Conoscendo la vita di quel prete, ho iniziato a sentire il bisogno di diventare una persona migliore. E ho pensato che se questo era ciò che mi stava accadendo, probabilmente gli spettatori del film avrebbero reagito nello stesso modo. Il mio intento era quello di provocare chi avrebbe visto il mio film così come ero stato provocato io per primo.
Oggi pensa che don Pablo sia soltanto un’eccezione o ha cambiato idea anche nei confronti della Chiesa in generale?
Solo una persona stupida può pensare che la maggioranza dei preti sia cattiva, e che don Pablo sia un’eccezione. Io non mi ritengo uno stupido e non ho mai pensato questa cosa neanche prima di conoscere don Pablo. La mia posizione era piuttosto simile a quella di un malato che non è interessato a parlare con un dottore perché non ritiene che sia una cosa necessaria per lui. E quindi quando qualcuno insiste perché si faccia visitare, la risposta è: “Io sto bene, perché mai dovrei andare dal medico?”.
E’ quasi una citazione evangelica: “Non sono i sani che hanno bisogno del medico”…
L’atteggiamento di numerose persone nei confronti della Chiesa è esattamente questo. La mia convinzione era che si trattasse di qualcosa che non faceva per me, io stavo bene con me stesso e non sentivo il bisogno di vedere un prete. Finché mi sono reso conto del fatto che le informazioni che avevo sui preti erano sbagliate o inadeguate.
Secondo lei da dove nasce questa disinformazione?

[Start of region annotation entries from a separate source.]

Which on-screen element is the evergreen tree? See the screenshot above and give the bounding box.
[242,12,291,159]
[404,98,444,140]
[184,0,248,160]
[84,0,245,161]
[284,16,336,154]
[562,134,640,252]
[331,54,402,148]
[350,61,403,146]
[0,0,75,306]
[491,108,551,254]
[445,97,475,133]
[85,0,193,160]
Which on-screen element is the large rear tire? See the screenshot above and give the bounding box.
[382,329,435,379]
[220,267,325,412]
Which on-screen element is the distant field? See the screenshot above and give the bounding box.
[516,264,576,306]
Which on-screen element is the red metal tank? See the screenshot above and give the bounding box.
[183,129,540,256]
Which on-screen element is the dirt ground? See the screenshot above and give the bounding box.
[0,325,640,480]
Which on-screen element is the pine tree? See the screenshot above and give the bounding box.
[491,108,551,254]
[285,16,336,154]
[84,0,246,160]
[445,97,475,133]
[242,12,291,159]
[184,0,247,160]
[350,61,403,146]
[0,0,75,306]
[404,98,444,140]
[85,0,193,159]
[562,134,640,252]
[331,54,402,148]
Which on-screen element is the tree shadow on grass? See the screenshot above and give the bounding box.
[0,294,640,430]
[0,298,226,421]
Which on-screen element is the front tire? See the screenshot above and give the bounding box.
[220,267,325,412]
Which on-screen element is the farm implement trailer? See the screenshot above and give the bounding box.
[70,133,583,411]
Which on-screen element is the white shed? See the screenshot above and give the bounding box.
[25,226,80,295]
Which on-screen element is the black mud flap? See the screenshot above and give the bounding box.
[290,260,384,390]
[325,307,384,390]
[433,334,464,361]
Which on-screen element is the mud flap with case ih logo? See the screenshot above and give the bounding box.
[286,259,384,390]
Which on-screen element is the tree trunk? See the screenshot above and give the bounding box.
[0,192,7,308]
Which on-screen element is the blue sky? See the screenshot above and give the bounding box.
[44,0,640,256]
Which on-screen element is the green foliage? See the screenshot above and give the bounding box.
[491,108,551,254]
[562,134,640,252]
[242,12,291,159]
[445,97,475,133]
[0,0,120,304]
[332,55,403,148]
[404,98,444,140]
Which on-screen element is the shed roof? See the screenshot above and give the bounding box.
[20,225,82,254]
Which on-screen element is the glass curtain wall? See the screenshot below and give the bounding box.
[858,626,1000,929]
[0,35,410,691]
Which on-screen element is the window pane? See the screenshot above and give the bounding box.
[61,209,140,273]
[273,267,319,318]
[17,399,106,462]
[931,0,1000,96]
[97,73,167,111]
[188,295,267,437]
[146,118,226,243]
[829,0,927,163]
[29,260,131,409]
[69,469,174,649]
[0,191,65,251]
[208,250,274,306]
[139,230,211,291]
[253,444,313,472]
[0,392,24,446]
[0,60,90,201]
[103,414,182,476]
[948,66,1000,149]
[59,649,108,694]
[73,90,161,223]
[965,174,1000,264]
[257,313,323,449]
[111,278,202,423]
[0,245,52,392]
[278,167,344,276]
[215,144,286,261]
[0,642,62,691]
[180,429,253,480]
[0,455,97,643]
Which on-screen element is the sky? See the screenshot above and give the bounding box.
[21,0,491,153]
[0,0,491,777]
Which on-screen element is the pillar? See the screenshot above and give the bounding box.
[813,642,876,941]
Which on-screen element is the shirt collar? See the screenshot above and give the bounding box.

Oltre a lavorare come regista sono anche giornalista, e conosco bene i problemi del giornalismo. Se voglio conoscere la verità sulla medicina non mi rivolgo a un giornalista scientifico ma a un medico, e lo stesso per l’economia, lo sport e una serie innumerevole di altre questioni. A maggior ragione chi vuole conoscere la verità sulla Chiesa non deve prestare ascolto a quello che dicono i giornalisti, ma cercare di averne un’esperienza il più possibile diretta.